Original issue reported on code.google.com by ste...@uplinklabs.net on 6 Mar 2011 at 11:58

GoogleCodeExporter commented 9 years ago
Attached is a potential fix for the issue. Simply un-limits the 'misc' and 
'system' suites.

Half-related thoughts about testing quality:

I'm curious why there's a shell1, shell8, and shell16 set of tests. Aren't the 
latter two equivalent to './Run -c 8 shell1' and './Run -c 16 shell1'? I think 
shell8 and shell16 are pointless if this is the case.

At the very least, I think shell8 should be out of the default run (the $index 
set), because it will essentially give a misleading number if you have more 
than a single core in the system. Isn't the purpose of the serial run to 
essentially measure how well the system performs on single-threaded activities? 
Or perhaps to measure how well a single core performs? Having 'shell8' in the 
$index set artificially inflates the score for serialized runs and artificially 
damages the score during maxed-out parallelized runs.

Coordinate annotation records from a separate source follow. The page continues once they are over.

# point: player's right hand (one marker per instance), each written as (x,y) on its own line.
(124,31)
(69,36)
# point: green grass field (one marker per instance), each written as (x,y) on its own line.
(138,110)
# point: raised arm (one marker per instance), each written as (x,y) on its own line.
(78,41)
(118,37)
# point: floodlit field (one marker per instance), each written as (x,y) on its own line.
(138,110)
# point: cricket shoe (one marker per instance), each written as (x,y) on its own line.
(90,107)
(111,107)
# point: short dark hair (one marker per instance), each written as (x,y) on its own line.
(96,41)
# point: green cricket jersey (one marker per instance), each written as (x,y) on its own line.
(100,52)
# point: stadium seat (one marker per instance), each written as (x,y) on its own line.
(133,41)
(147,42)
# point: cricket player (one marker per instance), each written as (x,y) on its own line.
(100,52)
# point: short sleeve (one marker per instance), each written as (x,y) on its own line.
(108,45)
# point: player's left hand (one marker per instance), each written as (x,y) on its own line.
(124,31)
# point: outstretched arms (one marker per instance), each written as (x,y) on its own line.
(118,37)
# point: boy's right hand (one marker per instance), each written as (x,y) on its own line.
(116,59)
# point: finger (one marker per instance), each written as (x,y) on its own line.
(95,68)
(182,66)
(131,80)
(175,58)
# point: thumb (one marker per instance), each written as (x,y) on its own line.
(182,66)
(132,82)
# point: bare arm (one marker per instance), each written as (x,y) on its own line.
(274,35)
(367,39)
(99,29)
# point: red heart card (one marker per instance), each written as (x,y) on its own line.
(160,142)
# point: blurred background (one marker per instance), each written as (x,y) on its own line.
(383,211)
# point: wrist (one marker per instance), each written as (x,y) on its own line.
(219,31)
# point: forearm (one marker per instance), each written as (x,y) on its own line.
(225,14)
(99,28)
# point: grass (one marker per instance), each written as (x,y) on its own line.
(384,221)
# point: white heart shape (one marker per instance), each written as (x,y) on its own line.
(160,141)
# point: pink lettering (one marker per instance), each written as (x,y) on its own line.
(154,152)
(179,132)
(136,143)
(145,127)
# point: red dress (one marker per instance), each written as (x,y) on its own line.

If you are actually 
interested in seeing how well 'shell8' does on exactly one core, shouldn't you 
do the equivalent of 'taskset 1' on it, forcing the child processes to stay on 
that single core?

Original comment by ste...@uplinklabs.net on 6 Mar 2011 at 12:38

Attachments:

GoogleCodeExporter commented 9 years ago
Same Problem on a 24-core machine. Iam using UnixBench 5.1.3. I will try if the 
fix will help.

Original comment by frederik...@googlemail.com on 2 Aug 2011 at 9:49

GoogleCodeExporter commented 9 years ago
The fix worked on a 24 core-machine smoothly.

Original comment by frederik...@googlemail.com on 19 Aug 2011 at 8:15

GoogleCodeExporter commented 9 years ago
[deleted comment]
GoogleCodeExporter commented 9 years ago
The fix worked for me on a Dual E5-2650 (8 core/16 threads) 

Original comment by m...@aod.net on 31 Mar 2012 at 8:21

GoogleCodeExporter commented 9 years ago
How to apply this patch on centos ?

Thanks

Original comment by webhost...@gmail.com on 20 May 2012 at 3:25

GoogleCodeExporter commented 9 years ago
In reply to comment #6

Download fix-limitation.patch in the same directory as the Run script, and type:

  patch Run fix-limitation.patch 

That's it!

Original comment by geckol...@gmail.com on 11 Apr 2013 at 1:41

GoogleCodeExporter commented 9 years ago
Fix worked on a 32 core Cisco UCS box. Thanks!